Она не сказала больше ни слова, уверенная, что не переживет эту ночь.
— Ах, notsa?ka — возлюбленная, — хрипло пробормотал он. — К тому времени, как мы соединимся, ты будешь готова принять меня.
Она не стала с ним спорить. Какой смысл? Он все равно сделает то, что хочет, — она сама согласилась.
Когда он большим пальцем погладил небольшое утолщение, она закусила губу, чтобы не закричать. Единственное, чего Дебора сейчас хотела, это испытать облегчение.
— Расслабься.
Она снова застонала.
— Я причинил тебе боль, nu tue?tu?
— Нет.
Словно издалека Дебора слышала его стоны, потом ощутила, как он вошел в нее.
— Вот и все, дорогая. Все позади, — произнес он у ее губ. — Теперь можешь наслаждаться.
Теперь они двигались в одном ритме, все быстрее и быстрее.
Когда оба пришли к финишу, Дебора испытала ни с чем не сравнимое наслаждение. Теперь она поняла, почему мужчины и женщины так жаждут физической близости.
Близился восход. Внутри типи стало немного светлее.
Дебора щурилась на серые полоски света, проникавшие сквозь опущенный полог типи. Вход был с востока, как и у остальных жилищ, в знак приветствия восходящему солнцу.
Видимо, это часть их верований, подумала Дебора.
Она посмотрела на Ястреба. Он лежал, небрежно обняв ее.
На лице ее проступил легкий румянец, когда она вспомнила о том, что произошло ночью. Как она теперь посмотрит ему в глаза?
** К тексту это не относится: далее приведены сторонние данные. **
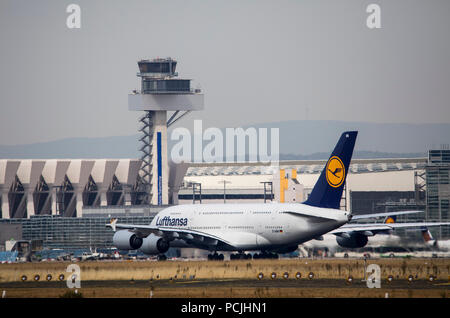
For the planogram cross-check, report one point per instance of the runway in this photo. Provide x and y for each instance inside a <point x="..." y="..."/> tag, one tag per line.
<point x="231" y="279"/>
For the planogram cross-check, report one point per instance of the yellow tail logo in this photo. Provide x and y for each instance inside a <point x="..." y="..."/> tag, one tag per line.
<point x="335" y="172"/>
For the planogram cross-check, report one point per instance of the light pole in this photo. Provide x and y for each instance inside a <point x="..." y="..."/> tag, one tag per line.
<point x="224" y="191"/>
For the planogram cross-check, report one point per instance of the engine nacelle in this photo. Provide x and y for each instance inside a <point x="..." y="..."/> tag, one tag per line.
<point x="356" y="240"/>
<point x="126" y="240"/>
<point x="153" y="244"/>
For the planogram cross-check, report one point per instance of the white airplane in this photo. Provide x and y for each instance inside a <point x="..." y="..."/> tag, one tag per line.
<point x="269" y="228"/>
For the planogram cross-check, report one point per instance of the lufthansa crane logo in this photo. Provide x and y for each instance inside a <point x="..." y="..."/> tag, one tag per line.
<point x="335" y="172"/>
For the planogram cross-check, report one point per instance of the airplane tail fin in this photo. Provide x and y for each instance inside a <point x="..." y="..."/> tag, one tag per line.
<point x="327" y="192"/>
<point x="390" y="219"/>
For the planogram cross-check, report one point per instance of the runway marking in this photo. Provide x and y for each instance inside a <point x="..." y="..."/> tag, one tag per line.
<point x="205" y="281"/>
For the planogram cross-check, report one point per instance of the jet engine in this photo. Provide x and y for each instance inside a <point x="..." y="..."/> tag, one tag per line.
<point x="355" y="240"/>
<point x="153" y="244"/>
<point x="126" y="240"/>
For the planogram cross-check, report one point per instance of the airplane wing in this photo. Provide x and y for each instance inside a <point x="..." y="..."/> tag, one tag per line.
<point x="371" y="229"/>
<point x="188" y="235"/>
<point x="376" y="215"/>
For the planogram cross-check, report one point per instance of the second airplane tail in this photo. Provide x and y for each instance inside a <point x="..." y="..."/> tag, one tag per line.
<point x="327" y="192"/>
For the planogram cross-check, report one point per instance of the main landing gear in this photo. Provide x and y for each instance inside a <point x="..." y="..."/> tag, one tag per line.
<point x="265" y="255"/>
<point x="215" y="257"/>
<point x="240" y="256"/>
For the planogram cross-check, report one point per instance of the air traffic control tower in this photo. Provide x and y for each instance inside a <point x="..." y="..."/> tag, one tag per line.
<point x="161" y="91"/>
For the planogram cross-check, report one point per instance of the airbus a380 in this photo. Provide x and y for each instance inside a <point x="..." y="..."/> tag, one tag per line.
<point x="267" y="227"/>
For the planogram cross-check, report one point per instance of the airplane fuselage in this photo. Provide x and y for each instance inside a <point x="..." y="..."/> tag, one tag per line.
<point x="245" y="227"/>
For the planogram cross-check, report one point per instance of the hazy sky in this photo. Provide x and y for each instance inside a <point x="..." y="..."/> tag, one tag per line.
<point x="256" y="61"/>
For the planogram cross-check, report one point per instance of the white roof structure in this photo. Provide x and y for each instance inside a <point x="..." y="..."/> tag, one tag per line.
<point x="27" y="187"/>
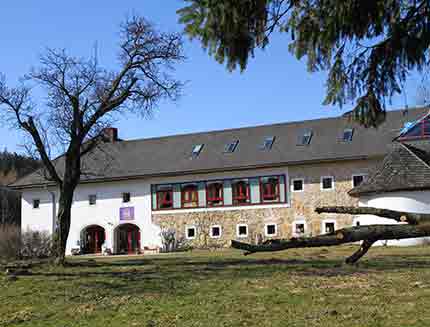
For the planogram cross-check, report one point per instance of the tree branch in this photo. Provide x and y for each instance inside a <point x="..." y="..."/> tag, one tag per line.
<point x="412" y="218"/>
<point x="370" y="233"/>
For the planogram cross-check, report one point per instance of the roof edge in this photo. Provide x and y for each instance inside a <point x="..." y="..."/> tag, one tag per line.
<point x="192" y="172"/>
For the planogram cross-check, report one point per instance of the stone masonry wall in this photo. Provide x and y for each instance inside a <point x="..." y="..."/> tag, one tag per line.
<point x="301" y="206"/>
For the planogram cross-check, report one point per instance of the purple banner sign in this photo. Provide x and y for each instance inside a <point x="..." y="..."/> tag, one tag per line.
<point x="126" y="213"/>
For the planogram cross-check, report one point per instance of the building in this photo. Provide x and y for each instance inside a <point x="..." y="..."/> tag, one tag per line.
<point x="249" y="183"/>
<point x="402" y="180"/>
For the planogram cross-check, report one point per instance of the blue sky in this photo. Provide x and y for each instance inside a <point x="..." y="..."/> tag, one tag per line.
<point x="275" y="88"/>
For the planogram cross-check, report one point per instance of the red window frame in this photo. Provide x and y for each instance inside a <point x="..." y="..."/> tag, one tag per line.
<point x="191" y="189"/>
<point x="269" y="196"/>
<point x="244" y="196"/>
<point x="162" y="199"/>
<point x="218" y="198"/>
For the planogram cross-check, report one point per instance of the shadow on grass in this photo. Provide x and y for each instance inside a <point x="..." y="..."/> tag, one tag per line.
<point x="167" y="275"/>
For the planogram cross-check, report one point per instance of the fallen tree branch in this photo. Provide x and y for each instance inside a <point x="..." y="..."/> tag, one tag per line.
<point x="412" y="218"/>
<point x="365" y="246"/>
<point x="369" y="233"/>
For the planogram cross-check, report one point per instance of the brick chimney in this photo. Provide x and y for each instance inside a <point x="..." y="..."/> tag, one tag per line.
<point x="110" y="134"/>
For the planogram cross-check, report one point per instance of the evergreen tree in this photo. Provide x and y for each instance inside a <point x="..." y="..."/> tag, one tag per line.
<point x="368" y="47"/>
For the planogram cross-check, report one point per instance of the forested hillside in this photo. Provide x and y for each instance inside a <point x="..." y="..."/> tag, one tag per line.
<point x="12" y="167"/>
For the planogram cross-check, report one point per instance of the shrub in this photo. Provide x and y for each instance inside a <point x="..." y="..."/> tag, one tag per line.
<point x="35" y="244"/>
<point x="10" y="241"/>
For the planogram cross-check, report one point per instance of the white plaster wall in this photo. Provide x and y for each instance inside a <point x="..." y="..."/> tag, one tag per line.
<point x="416" y="201"/>
<point x="36" y="219"/>
<point x="105" y="212"/>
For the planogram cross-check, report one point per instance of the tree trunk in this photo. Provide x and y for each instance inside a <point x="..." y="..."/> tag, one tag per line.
<point x="400" y="216"/>
<point x="370" y="234"/>
<point x="63" y="224"/>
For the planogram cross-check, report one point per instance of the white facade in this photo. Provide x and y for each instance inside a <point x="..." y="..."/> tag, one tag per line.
<point x="412" y="201"/>
<point x="106" y="212"/>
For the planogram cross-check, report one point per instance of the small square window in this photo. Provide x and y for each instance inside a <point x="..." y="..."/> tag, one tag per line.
<point x="215" y="194"/>
<point x="215" y="231"/>
<point x="305" y="137"/>
<point x="241" y="191"/>
<point x="196" y="150"/>
<point x="270" y="229"/>
<point x="92" y="199"/>
<point x="327" y="183"/>
<point x="126" y="197"/>
<point x="36" y="203"/>
<point x="267" y="143"/>
<point x="242" y="230"/>
<point x="269" y="189"/>
<point x="231" y="147"/>
<point x="297" y="185"/>
<point x="357" y="180"/>
<point x="329" y="227"/>
<point x="164" y="196"/>
<point x="191" y="232"/>
<point x="190" y="195"/>
<point x="299" y="228"/>
<point x="347" y="134"/>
Неужели женщины, которых она знала, отдаются с такой же страстью? К сожалению, ей не у кого об этом спросить.
Но самое ужасное, она делала это не только для того, чтобы вернуть свободу себе и кузине. К Ястребу ее влекло с самого первого дня, когда он нагло ее рассматривал. Его попытки соблазнить ее только добавили ему привлекательности. В конце концов, он заставил ее переспать с ним. И она отдала ему не только тело, но и сердце. Дебора полюбила его.
Осознав это, Дебора пришла в отчаяние. Она не могла остаться в лагере команчей. Но не хотела расставаться с Ястребом. Джудит ее не поймет. Дебора почувствовала на себе взгляд Ястреба, посмотрела на него и отвела глаза.
— Ты не спишь. Тебе больно?
— Чуть-чуть.
Она густо покраснела.
Его рука соскользнула с ее плеча и стала теребить сосок. Дебора с трудом сдержала стон.
— Не надо, Ястреб.
Он убрал руку. Какое-то время они молчали. Каждый, думал о своем.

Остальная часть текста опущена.